経営組織(読み)けいえいそしき(その他表記)business organization

日本大百科全書(ニッポニカ) 「経営組織」の意味・わかりやすい解説

経営組織
けいえいそしき
business organization

経営内に含まれている意識的に調整された人間の活動や諸力のシステムをいう。それはまた、意識的・計画的に経営目的を共有・分担する人々の協働するシステム、あるいは経営目的達成のために意思決定の諸過程を配分され、専門化して協働している人間の活動のシステムということもできる。経営組織の要素は、経営目的、経営構成員の貢献意欲、コミュニケーション(伝達)の三者である。第一の要素である経営目的には、抽象的・包括的な全体目的(たとえば存続・成長)から、具体的・個別的な部分目的(たとえば原価の切下げ)に至る連鎖体系があり、経営組織はこの連鎖体系に対応して、全体目的を追求する全体組織と、それを構成しそれに内包されながら部分目的を追求する各種部分組織(部課、事業所など)に分けられる。部分組織のうち、もっとも広く用いられる区分は、経営管理組織と作業組織に二分するものである。第二の要素は、多数の協働者すなわち経営構成員が存在するようになると、彼らのすべてが経営目的を主体的に理解し、協働を意欲的に行うとは限らなくなることにかかわっている。むしろ多くの者は、賃金獲得などのやむをえぬ方策として、経営組織に入ってくる。このように経営目的とは別の個人目的を抱く、多数の個人に協働を持続させるには、賃金に代表される物的誘因や、地位・機会のような非物的誘因を多面的に準備・提供する必要がある。第三の要素は、経営目的を各構成員に十分に周知させ、また各人が合理性の高い行動をすることができるよう、必要な情報を適切に与えることをいう。それは、指揮命令、責任権限関係の明確化、報告制度の整備、各種会議、経営情報システムなどによって具体化される。
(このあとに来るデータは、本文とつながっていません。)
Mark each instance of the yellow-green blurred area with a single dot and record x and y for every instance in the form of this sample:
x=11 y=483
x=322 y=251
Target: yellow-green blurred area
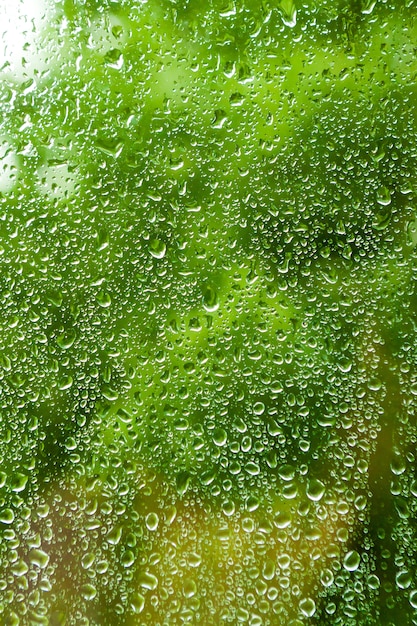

 従来の伝統的な経営組織観はきわめて狭義のものであった。すなわち、目的達成に必要とされる各種の仕事(職務、業務)を配分し、職位や機関を設定し、それらの権限・責任関係を定めたシステム、すなわち組織構造のみを組織としていた。それは、組織図に示される静態的機構である。しかし、このような組織構造は、組織の基礎ではあるがその一面でしかない。現実の経営組織は、組織構造を基本にもちながら、感情や性格を異にする生きた人間が職位を占め、機関を構成し、協力と葛藤(かっとう)を反復しながら活動している状態である。現在の組織観は、このような動的行動である。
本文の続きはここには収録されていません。